I’m feeling nostalgic. It seems to be happening more and more frequently.
I suppose nostalgia increases with age because as you get older, you are constantly reminded that time is rapidly slipping away.
Sometimes, I think about my family.
Sometimes, I think about close friends.
Other times, it’s people who I might have impacted along the way.
I think a lot about what I should do with the time that’s left.
Last year, I tried to estimate how much longer I had to live.
You can use all kinds of online tools to get a range, which is usually less than you thought it would be.
My Mom and Dad both lived into their 90s, but if you calculate all of the health factors, the results came out to 5 to 15 years for me. (a year ago)
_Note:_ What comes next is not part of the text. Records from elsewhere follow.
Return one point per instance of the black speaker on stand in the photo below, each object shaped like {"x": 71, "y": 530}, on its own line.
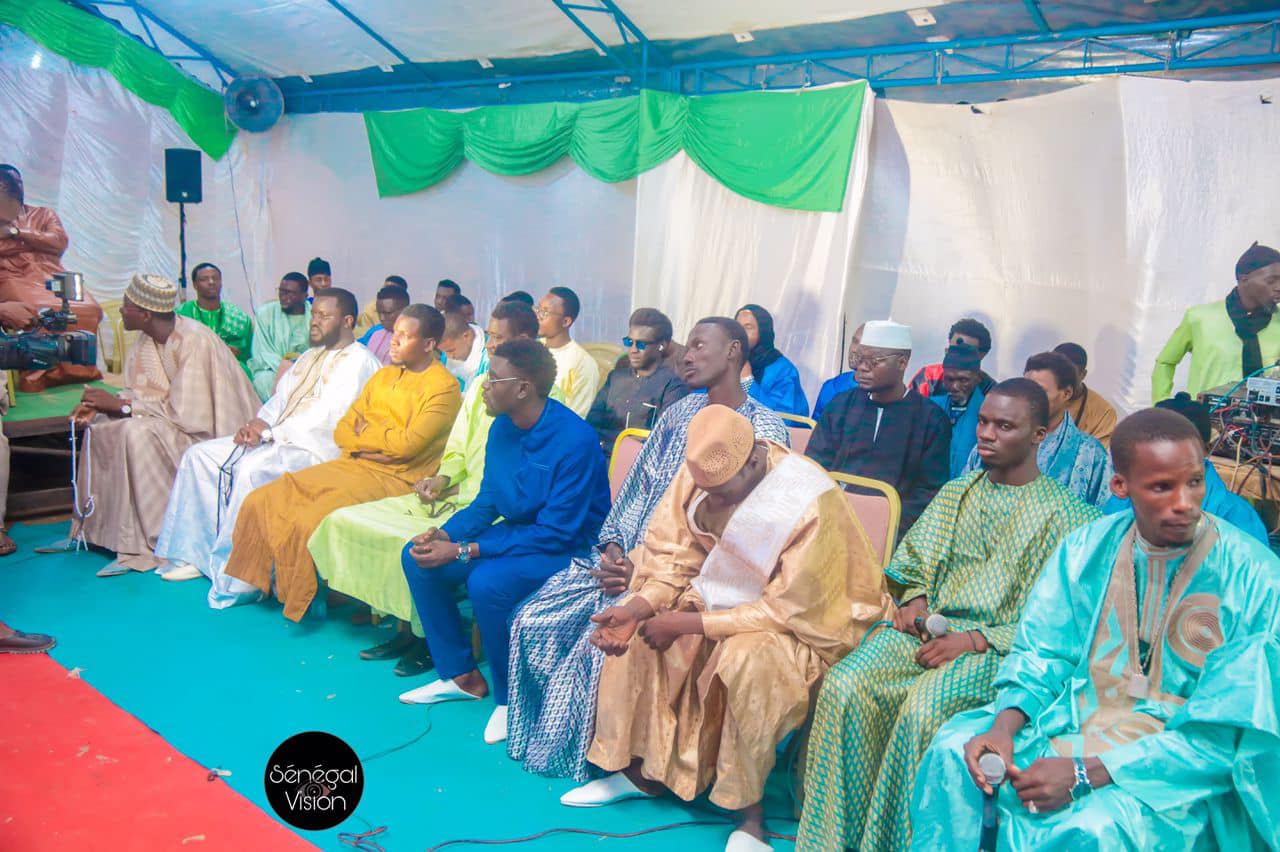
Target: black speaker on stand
{"x": 182, "y": 186}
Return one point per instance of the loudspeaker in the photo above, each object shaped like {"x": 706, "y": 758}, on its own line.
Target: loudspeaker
{"x": 182, "y": 175}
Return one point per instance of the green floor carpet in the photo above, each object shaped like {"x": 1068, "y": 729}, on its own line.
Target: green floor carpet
{"x": 225, "y": 687}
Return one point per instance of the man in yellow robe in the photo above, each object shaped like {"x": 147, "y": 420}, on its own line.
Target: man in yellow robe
{"x": 392, "y": 438}
{"x": 753, "y": 580}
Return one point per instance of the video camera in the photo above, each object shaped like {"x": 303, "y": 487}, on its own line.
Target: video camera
{"x": 51, "y": 343}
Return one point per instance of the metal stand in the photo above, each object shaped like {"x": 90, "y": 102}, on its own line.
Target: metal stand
{"x": 182, "y": 247}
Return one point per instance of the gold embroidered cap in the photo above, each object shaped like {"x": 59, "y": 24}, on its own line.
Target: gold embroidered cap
{"x": 154, "y": 293}
{"x": 720, "y": 443}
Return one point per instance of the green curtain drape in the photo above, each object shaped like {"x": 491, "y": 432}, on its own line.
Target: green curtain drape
{"x": 782, "y": 149}
{"x": 87, "y": 40}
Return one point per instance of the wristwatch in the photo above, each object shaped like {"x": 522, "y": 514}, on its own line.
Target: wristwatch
{"x": 1082, "y": 779}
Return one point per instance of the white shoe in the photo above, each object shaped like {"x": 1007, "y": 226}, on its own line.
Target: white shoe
{"x": 496, "y": 729}
{"x": 603, "y": 791}
{"x": 438, "y": 692}
{"x": 743, "y": 842}
{"x": 181, "y": 571}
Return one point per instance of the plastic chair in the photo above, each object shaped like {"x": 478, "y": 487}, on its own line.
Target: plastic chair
{"x": 878, "y": 512}
{"x": 625, "y": 452}
{"x": 800, "y": 429}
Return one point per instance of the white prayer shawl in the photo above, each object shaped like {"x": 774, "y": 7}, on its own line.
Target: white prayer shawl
{"x": 306, "y": 407}
{"x": 744, "y": 558}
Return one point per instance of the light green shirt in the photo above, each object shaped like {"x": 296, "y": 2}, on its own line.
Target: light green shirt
{"x": 1207, "y": 333}
{"x": 275, "y": 335}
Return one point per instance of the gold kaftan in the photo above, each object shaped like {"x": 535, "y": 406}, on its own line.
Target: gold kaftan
{"x": 712, "y": 709}
{"x": 402, "y": 415}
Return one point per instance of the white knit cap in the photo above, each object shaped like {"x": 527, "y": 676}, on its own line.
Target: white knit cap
{"x": 886, "y": 334}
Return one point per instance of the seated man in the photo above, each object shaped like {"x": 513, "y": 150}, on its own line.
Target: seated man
{"x": 961, "y": 401}
{"x": 753, "y": 580}
{"x": 391, "y": 301}
{"x": 929, "y": 380}
{"x": 391, "y": 438}
{"x": 1092, "y": 413}
{"x": 844, "y": 381}
{"x": 1230, "y": 338}
{"x": 972, "y": 557}
{"x": 32, "y": 242}
{"x": 280, "y": 333}
{"x": 182, "y": 385}
{"x": 635, "y": 395}
{"x": 1075, "y": 459}
{"x": 543, "y": 498}
{"x": 293, "y": 430}
{"x": 577, "y": 375}
{"x": 1219, "y": 500}
{"x": 357, "y": 549}
{"x": 556, "y": 670}
{"x": 885, "y": 430}
{"x": 231, "y": 324}
{"x": 368, "y": 320}
{"x": 464, "y": 346}
{"x": 1138, "y": 706}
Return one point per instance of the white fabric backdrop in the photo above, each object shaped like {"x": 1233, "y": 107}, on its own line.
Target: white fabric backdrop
{"x": 702, "y": 250}
{"x": 1095, "y": 215}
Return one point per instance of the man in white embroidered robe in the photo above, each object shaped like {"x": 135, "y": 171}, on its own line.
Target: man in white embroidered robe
{"x": 293, "y": 430}
{"x": 753, "y": 578}
{"x": 181, "y": 385}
Now I still estimate 5 to 15 years not because I have better data or because my life expectancy is increasing, but just because I want to be optimistic.
The truth is, we never know.
I have a number of friends living and coping with deadly diseases, but I may not outlive them and you might not outlive me.
I repeat myself and wonder if I have anything left to say.
With all the things I’ve learned, the knowledge I’ve obtained, and the life I’ve experienced, I’ve discovered a significant life still comes down to the basics.
Faith in the face of uncertainty.
Hope in the face of despair.
And of course, it all comes down to love.
And that is best served without judgment or expectation.
The rest fades.
There is no more time to be nostalgic. THIS moment is meant to be lived!